Personal information
- Full name: Kelly Jade Sotherton
- Nationality: United Kingdom
- Born: 13 November 1976 (age 49) Newport, Isle of Wight
- Height: 178 cm (5 ft 10 in)
- Weight: 68 kg (150 lb)

Sport
- Country: United Kingdom
- Sport: Athletics
- Event(s): Heptathlon Long Jump 400 m
- Club: Birchfield Harriers
- Coached by: Aston Moore, Charles Van Commenee

Achievements and titles
- Olympic finals: 3rd (2004) 3rd (2008)- hept 3rd (2008)- 4 × 400 m
- World finals: 5th (2005)3rd (2007)2nd (2008)
- Regional finals: 7th (2006) 2nd (2005/2007)
- Highest world ranking: 1 (Mar 2006)

Medal record
Women's athletics
Representing Great Britain
Olympic Games
| Bronze medal – third place | 2004 Athens | Heptathlon |
| Bronze medal – third place | 2008 Beijing | Heptathlon |
| Bronze medal – third place | 2008 Beijing | 4 × 400 m relay |
World Championships
| Bronze medal – third place | 2007 Osaka | Heptathlon |
World Indoor Championships
| Silver medal – second place | 2008 Valencia | Pentathlon |
European Indoor Championships
| Silver medal – second place | 2005 Madrid | Pentathlon |
| Silver medal – second place | 2007 Birmingham | Pentathlon |
| Silver medal – second place | 2011 Paris | 4 × 400 m relay |
Representing England
Commonwealth Games
| Gold medal – first place | 2006 Melbourne | Heptathlon |
Representing Isle of Wight
Island Games
| Gold medal – first place | 1997 Jersey | 100 m |
| Gold medal – first place | 1997 Jersey | 100 m Hurdles |
| Gold medal – first place | 1997 Jersey | Long Jump |
| Gold medal – first place | 1997 Jersey | High Jump |
| Gold medal – first place | 1997 Jersey | 4 × 100 m Relay |
| Gold medal – first place | 1997 Jersey | 4 × 400 m Relay |
| Gold medal – first place | 1999 Gotland | 100 m |
| Gold medal – first place | 1999 Gotland | Long Jump |
| Silver medal – second place | 1999 Gotland | 200 m |
| Bronze medal – third place | 1999 Gotland | 4 × 100 m Relay |
| Bronze medal – third place | 1999 Gotland | 4 × 400 m Relay |

= Kelly Sotherton =

British heptathlete (born 1976)

Kelly Jade Sotherton (born 13 November 1976) is a British former heptathlete, long jumper and relay runner. In the heptathlon she was the bronze medallist at the 2004 Summer Olympics and, following the disqualification of two other athletes, also at the 2008 Summer Olympics, as well as being part of the bronze medal-winning team in the Women's 4 × 400 m relay at the 2008 Summer Olympics (again, initially finishing 5th but upgraded after various subsequent doping disqualifications). As such she is one of only five women to win multiple medals in Olympic heptathlon. She also won a bronze at the 2007 World Championships in Athletics. Representing England, Sotherton is a one-time Commonwealth Games champion, as the heptathlon gold medallist at the 2006 Commonwealth Games.
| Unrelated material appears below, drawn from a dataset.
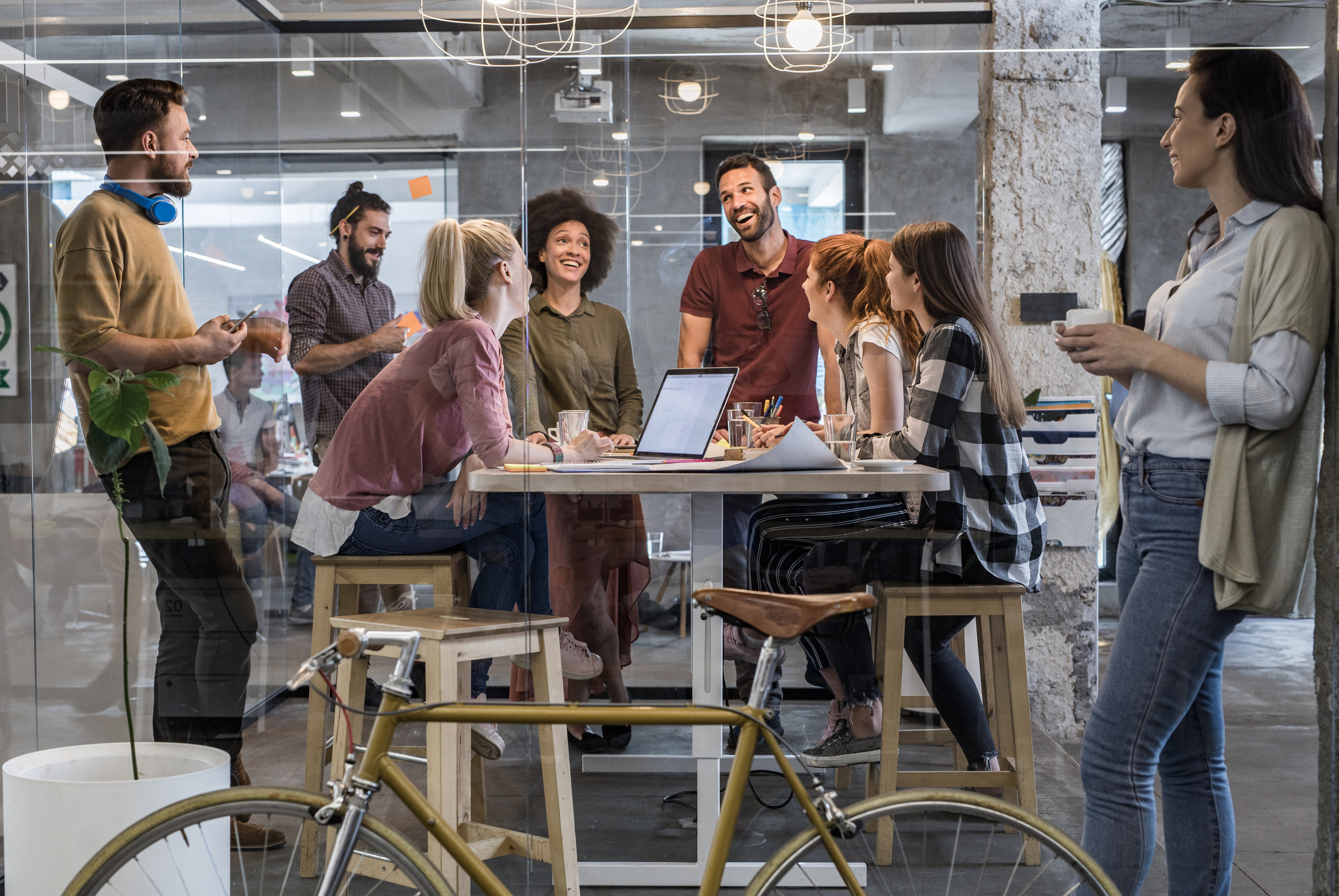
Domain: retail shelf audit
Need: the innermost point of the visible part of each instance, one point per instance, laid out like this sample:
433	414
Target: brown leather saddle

Indoors, Sotherton was a World silver medallist, and twice European silver medallist in pentathlon, in which she was ranked seventh all-time in 2022.

Several of Sotherton's medals arrived after other athletes had been caught doping - at the time, Sotherton's reputation was more of near misses than medal success. As the scale of her accomplishments at global level (5 global medals in four years) became clear in hindsight, Sotherton was increasingly recognised as fully part of a notable line of world class British pentathletes/heptathletes that included Olympic gold medalists Mary Rand, Mary Peters, Commonwealth Games champions Judy Simpson, and Louise Hazel and three modern champions across multiple events, Denise Lewis (Olympic, double-Commonwealth gold), Jessica Ennis-Hill (Olympic, European and triple-World gold) and Katarina Johnson-Thompson (double-World, double-Commonwealth gold), her multiple global medals and Commonwealth title between 2004 and 2008 bridging the gap between the Olympic triumphs of Lewis and Ennis-Hill.
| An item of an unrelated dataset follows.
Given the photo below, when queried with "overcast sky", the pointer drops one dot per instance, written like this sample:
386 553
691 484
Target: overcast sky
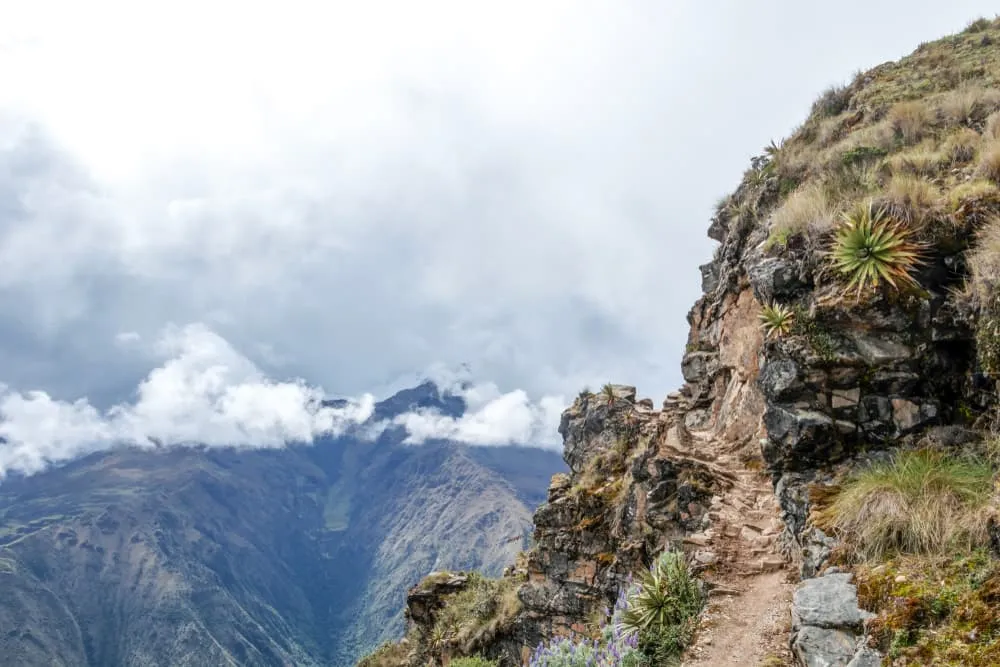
350 193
In November 2010, she announced her decision to retire from the heptathlon, due to foot and back injuries. After considering switching to cycling, she then chose instead to focus on the 400 m winning her only National title in 2011. Sotherton's funding from UK Athletics was cut in 2011, but while she returned to heptathlon training, she failed to qualify for the 2012 Summer Olympics ahead of reigning Commonwealth champion Louise Hazel, World (and eventual Olympic) champion Ennis Hill or future World and Commonwealth champion Katarina Johnson-Thompson and Sotherton retired from elite competitive athletics for the final time shortly thereafter.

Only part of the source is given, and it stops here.